Scott Bessent, secretario del Tesoro de Estados Unidos, definió con precisión el objetivo geoeconómico de su administración: erigir una zona económica única y próspera desde Alaska hasta Tierra del Fuego.
Esta declaración, realizada al medio «La Derecha Diario», trasciende la mera aspiración comercial y se inscribe en una doctrina histórica que concibe al Hemisferio Occidental como un espacio de influencia ineludible para Washington.
Al afirmar que no se «tercerizará» la seguridad regional y al criticar a la gestión Obama por una «oportunidad perdida», Bessent reactualiza un proyecto de integración vertical bajo liderazgo unilateral, coincidente con documentos oficiales que buscan primacía política, económica y militar.

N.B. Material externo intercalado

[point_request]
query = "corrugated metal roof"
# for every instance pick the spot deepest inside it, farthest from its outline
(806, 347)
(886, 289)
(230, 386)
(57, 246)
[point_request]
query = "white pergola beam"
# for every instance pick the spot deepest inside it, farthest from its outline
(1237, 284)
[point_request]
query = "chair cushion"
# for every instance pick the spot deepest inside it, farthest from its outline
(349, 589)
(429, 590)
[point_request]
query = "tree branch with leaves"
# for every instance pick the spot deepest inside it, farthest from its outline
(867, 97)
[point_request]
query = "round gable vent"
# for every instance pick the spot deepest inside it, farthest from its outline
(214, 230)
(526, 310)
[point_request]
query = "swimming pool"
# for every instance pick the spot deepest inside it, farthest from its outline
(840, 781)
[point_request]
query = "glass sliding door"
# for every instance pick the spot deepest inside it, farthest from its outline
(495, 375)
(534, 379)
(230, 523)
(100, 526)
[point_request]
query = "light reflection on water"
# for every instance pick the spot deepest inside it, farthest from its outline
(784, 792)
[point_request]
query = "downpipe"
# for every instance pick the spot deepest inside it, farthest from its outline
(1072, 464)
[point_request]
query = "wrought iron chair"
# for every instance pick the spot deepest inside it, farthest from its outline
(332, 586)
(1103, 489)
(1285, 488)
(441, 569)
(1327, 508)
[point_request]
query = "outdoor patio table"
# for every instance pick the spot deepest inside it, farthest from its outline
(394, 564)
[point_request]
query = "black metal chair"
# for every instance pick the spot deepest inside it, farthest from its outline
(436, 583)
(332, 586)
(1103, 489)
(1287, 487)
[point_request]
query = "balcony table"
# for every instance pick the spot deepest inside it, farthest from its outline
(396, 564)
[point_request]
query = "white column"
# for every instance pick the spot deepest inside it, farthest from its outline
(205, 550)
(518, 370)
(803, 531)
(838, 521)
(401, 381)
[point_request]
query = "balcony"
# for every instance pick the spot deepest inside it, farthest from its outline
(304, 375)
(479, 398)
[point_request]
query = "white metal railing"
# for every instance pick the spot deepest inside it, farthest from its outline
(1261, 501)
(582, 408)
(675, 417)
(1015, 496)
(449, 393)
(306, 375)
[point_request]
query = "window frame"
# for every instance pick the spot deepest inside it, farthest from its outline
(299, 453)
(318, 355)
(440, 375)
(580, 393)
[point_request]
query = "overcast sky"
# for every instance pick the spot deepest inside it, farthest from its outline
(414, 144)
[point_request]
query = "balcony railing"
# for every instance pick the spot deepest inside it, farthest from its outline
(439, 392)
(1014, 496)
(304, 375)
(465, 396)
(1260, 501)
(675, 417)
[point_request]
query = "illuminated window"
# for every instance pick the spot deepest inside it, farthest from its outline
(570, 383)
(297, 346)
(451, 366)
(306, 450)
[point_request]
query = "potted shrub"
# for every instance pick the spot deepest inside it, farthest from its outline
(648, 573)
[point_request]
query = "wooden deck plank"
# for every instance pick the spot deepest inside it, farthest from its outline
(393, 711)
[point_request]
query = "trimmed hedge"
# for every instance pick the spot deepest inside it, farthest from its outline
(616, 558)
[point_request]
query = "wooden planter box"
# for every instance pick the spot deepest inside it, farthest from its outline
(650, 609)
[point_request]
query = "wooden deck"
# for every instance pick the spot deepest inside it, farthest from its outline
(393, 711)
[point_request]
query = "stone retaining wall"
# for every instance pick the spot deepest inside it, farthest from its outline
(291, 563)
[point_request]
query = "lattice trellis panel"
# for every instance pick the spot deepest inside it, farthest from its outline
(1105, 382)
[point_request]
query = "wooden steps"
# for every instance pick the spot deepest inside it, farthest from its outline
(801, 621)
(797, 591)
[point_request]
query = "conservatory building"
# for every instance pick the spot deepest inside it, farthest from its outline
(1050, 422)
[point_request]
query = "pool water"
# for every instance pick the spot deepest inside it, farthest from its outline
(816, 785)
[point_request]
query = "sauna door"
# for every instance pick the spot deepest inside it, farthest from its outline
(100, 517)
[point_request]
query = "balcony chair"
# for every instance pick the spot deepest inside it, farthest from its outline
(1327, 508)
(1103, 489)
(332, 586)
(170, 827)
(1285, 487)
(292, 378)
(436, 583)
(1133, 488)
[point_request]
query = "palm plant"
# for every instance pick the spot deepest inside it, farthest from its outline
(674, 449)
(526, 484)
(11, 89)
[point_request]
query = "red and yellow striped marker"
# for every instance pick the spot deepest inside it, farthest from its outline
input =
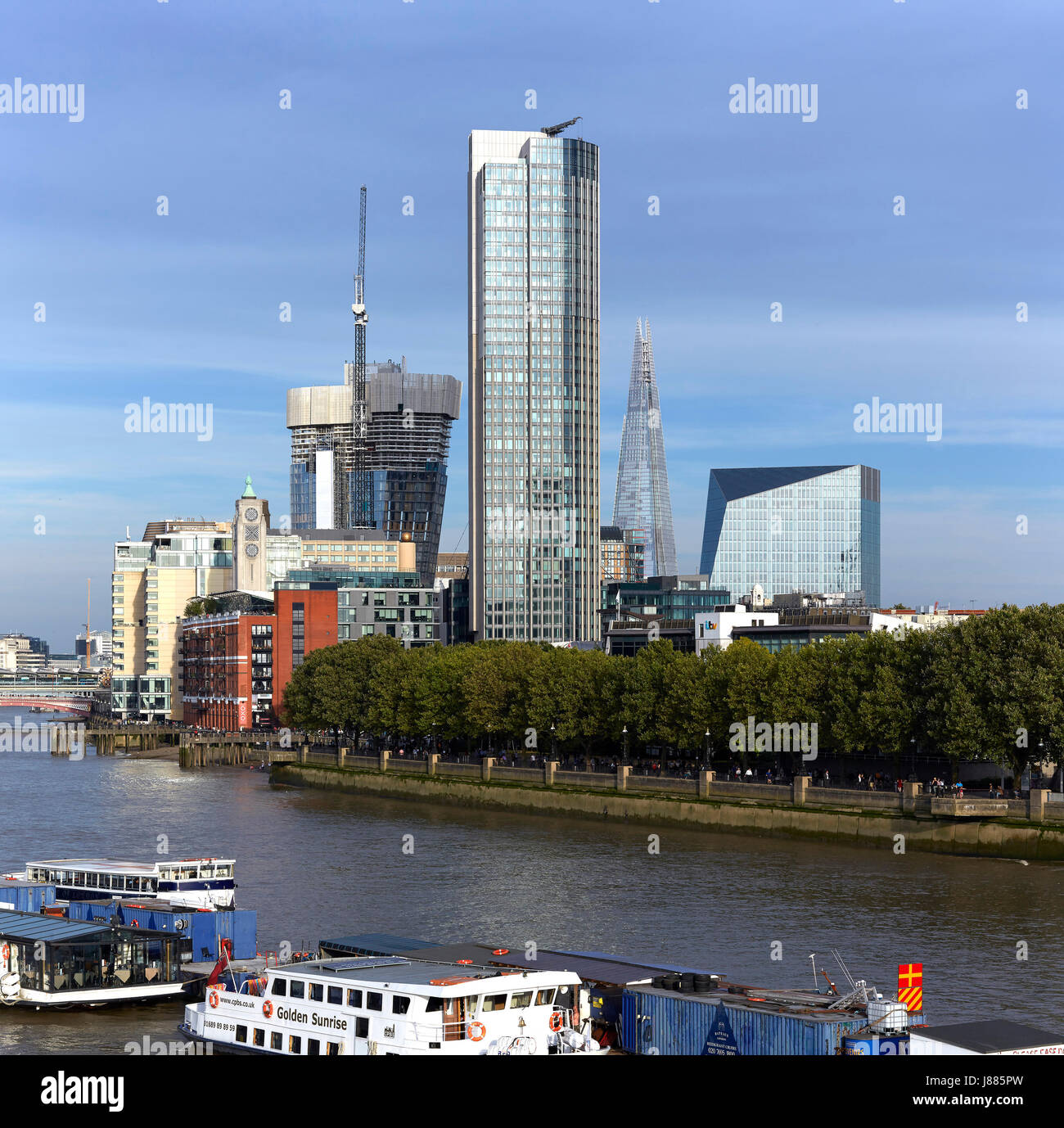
(911, 986)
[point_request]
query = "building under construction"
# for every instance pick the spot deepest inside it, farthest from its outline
(408, 447)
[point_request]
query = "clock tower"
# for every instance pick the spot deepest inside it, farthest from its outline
(250, 527)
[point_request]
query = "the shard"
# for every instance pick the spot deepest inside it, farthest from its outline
(642, 499)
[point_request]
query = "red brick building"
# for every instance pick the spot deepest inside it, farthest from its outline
(227, 670)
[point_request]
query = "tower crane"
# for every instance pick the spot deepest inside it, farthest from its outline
(361, 485)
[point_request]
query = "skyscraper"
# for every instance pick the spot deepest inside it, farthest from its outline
(814, 528)
(408, 435)
(534, 376)
(642, 497)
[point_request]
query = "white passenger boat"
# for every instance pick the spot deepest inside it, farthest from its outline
(191, 882)
(396, 1006)
(50, 961)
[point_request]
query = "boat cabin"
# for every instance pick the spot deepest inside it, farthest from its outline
(52, 961)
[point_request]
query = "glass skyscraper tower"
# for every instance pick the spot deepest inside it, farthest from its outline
(814, 528)
(642, 497)
(534, 381)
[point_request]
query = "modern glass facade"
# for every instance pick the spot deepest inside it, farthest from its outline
(642, 497)
(814, 528)
(534, 381)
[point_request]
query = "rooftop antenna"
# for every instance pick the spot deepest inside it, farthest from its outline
(552, 131)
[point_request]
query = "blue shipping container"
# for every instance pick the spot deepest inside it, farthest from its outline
(670, 1023)
(26, 896)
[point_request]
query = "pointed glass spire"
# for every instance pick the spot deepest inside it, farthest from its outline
(642, 499)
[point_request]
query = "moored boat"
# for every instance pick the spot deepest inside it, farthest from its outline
(395, 1006)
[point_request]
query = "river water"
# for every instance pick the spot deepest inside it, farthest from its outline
(318, 864)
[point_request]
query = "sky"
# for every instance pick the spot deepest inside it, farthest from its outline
(709, 218)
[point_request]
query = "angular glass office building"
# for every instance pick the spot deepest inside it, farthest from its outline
(642, 497)
(814, 528)
(534, 386)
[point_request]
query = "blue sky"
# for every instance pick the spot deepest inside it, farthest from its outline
(182, 99)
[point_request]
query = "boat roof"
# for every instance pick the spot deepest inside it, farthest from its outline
(395, 972)
(116, 866)
(16, 925)
(990, 1037)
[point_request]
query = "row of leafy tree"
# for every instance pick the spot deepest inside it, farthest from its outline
(989, 687)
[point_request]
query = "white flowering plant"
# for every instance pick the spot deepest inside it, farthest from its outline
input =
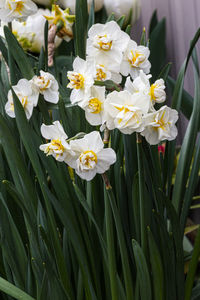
(89, 208)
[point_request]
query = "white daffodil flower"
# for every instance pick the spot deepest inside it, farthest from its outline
(135, 59)
(157, 91)
(90, 157)
(160, 125)
(141, 84)
(27, 96)
(58, 146)
(72, 4)
(30, 34)
(16, 9)
(125, 111)
(62, 19)
(104, 73)
(81, 78)
(94, 105)
(46, 85)
(43, 2)
(106, 43)
(124, 8)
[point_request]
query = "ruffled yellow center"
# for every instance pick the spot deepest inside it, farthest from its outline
(104, 42)
(76, 80)
(125, 110)
(100, 74)
(161, 122)
(24, 101)
(43, 84)
(136, 58)
(19, 6)
(152, 91)
(88, 159)
(95, 105)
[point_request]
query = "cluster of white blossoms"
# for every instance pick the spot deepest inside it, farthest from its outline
(112, 54)
(86, 155)
(30, 33)
(28, 92)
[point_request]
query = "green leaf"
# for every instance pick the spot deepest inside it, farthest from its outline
(122, 245)
(192, 268)
(187, 149)
(192, 184)
(91, 20)
(157, 48)
(142, 272)
(3, 49)
(81, 25)
(18, 54)
(157, 268)
(153, 22)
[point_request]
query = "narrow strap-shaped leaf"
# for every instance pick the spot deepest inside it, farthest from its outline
(122, 245)
(157, 268)
(187, 149)
(192, 268)
(111, 249)
(193, 181)
(13, 291)
(91, 20)
(142, 272)
(81, 25)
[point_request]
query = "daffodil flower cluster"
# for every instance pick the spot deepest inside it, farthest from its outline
(112, 55)
(16, 9)
(28, 92)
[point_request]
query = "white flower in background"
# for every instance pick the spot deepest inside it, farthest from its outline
(89, 156)
(64, 20)
(27, 96)
(16, 9)
(135, 59)
(58, 147)
(94, 105)
(125, 111)
(106, 43)
(125, 7)
(160, 125)
(157, 91)
(43, 2)
(72, 4)
(139, 84)
(81, 78)
(30, 34)
(47, 85)
(104, 73)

El anuncio adquiere una dimensión analítica particular al vincularse con eventos recientes en el extremo sur continental. La intervención en Venezuela del 3 de enero y, de modo más simbólico, el aterrizaje no notificado de un avión del Departamento de Defensa estadounidense en Ushuaia días atrás, tejen un contexto de hechos que complementan la retórica económica con gestos de capacidad operativa y discreción forzada. Este patrón sugiere una estrategia multifacética donde la persuasión económica y la demostración de presencia se potencian.
Históricamente, esta visión se plasmó en el Área de Libre Comercio de las Américas (ALCA), impulsada por los Bush y derrotada en la Cumbre de Mar del Plata de 2005 por la oposición articulada del Mercosur.
La referencia a Tierra del Fuego por parte de Bessent no es casual: señala el límite geográfico de la ambición y, a la vez, evoca un punto de proyección estratégica hacia la Antártida.
Su reflotamiento analítico hoy responde a un cálculo que reevalúa las resistencias pasadas bajo un nuevo balance de poder regional, intentando reescribir el final que tuvo lugar en Mar del Plata, donde una consigna popular sintetizó el rechazo: «ALCA, al carajo».